Campobasso, c’era una volta il verde cittadino (di Massimo Dalla Torre)
Per quelli che la notte non passa mai, leggere, anzi scorrere le pagine dei social network è una fonte d’inesauribile ispirazione. Un qualcosa che permette anche se posticipato, perché la maggior parte delle volte le immagini, le fotografie e i relativi articoli si riferiscono a cose divenute di pubblico dominio, di mettere nero su bianco e denunciare le distonie del sistema. Il quale, gioco forza, innesca un meccanismo di riflessioni che spesso si tramuta in considerazioni condite con la rabbia. Il caso in specie è la condizione di abbandono di molti spazi verdi della città nonostante che in questi ultimi tempi si stia cercando di rivalutarli e soprattutto rivitalizzarli. Luoghi che in passato anche recente sono stati la valvola di sfogo di chi cerca un angolo in cui rilassarsi senza il timore di finire tra immondizie o non poter fruire degli arredi come le panchine perché inservibili all’abbisogna. Esempi d’incuria di chi dovrebbe preservare e salvaguardare, anche se possono sembrare futili, gli ultimi scampoli del vivere civile, come direbbero i romantici. I quali, se potessero vedere ed esprimere il loro dissenso, abbonderebbero con improperi e linguaggi poco consoni alla decenza i colpevoli del degrado ambientale.

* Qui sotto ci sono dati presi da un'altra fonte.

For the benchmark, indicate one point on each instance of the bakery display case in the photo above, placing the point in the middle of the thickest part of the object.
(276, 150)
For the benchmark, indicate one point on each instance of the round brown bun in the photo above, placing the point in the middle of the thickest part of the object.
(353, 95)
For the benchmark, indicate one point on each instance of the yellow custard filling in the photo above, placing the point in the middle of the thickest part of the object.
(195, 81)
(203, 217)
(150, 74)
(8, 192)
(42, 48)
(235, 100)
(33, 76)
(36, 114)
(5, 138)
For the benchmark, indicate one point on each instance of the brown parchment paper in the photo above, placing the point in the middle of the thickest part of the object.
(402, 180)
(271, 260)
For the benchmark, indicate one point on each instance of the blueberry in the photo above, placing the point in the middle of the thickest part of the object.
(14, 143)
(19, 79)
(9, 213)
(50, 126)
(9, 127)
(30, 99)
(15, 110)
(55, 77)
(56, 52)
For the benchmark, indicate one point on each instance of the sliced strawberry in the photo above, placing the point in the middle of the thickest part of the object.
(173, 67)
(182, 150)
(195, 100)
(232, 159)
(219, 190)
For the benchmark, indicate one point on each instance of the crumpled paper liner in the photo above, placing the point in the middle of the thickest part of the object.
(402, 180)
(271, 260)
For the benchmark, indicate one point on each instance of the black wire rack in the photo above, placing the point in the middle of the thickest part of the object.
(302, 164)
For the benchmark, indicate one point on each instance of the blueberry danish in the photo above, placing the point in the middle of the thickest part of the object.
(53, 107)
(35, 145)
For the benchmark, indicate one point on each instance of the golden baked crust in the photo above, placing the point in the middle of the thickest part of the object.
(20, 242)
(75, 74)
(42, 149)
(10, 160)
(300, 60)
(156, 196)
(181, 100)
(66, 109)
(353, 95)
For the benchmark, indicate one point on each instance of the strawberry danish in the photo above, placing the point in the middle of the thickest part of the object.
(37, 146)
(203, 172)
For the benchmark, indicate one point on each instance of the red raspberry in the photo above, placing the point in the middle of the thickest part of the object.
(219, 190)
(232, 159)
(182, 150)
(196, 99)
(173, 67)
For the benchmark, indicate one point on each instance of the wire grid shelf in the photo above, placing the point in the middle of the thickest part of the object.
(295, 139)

Uno spettacolo che ha dell’assurdo e del pazzesco che ancora una volta condanna inesorabilmente e senza nessuna prova di appello chi per anni si è erto falsamente a palatino del verde con annessi e connessi. Uno spettacolo documentato con dovizie di particolari da chi crede ancora nella rinascita e di quello che è stato e che purtroppo oggi è solo un lontanissimo ricordo.
Uno spettacolo indegno come quello che si può vedere, purtroppo, in molti angoli di questa Italia divenuta ostaggio del cemento. A fornircene la prova provata dicevamo alcuni cittadini che, stanchi della situazione di assoluto degrado in cui versano gli spazi verdi specialmente quelli situati nella periferia cittadina, ci ha indotto ad andare a costatare di persona di come Campobasso è abbandonato a se stessa. Un qualcosa d’indefinito e indefinibile che la dice lunga di come i proclami, gli impegni e le manifestazioni non sono altro che un palliativo tant’è che le varie azioni messe in atto dai movimenti ambientalisti che spesso si fanno carico di restituire l’antico splendore è lungo e difficile.
Un lavoro che, dovrebbe spettare non alle organizzazioni ambientaliste cui va il plauso, bensì a chi è preposto alla tutela del verde pubblico che, a quanto pare, non solo fa “orecchio da mercante”, come si suol dire, ma ha gli “occhi foderati con fette di prosciutto”, irrancidito, buono solo ad ingrassare i vermi che spesso sono l’unica cosa che si vede, oltre alla ruggine, che fa da padrona sulle suppellettili non più utilizzabili perché inservibili e pericolosi. Costatazioni che sicuramente susciteranno critiche e i risentimenti ma necessarie. Dettate unicamente dalla rabbia verso chi incurante di quanto accade lascia le cose come stanno, forse con la speranza che il tempo e le erbacce cancelli i segni di quello che è. Costatazioni dettate dalla necessità di avere risposte e non promesse.
Costatazioni che speriamo possano risvegliare, anche se il tentativo è stato fatto numerose volte senza alcun esito positivo, l’amore per Campobasso che di verde non ha quasi più nulla se non le tasche dei contribuenti che sono costretti a dover ammainare la bandiera della speranza anche perché come dice un detto popolare: chi di speranza vive, disperato muore.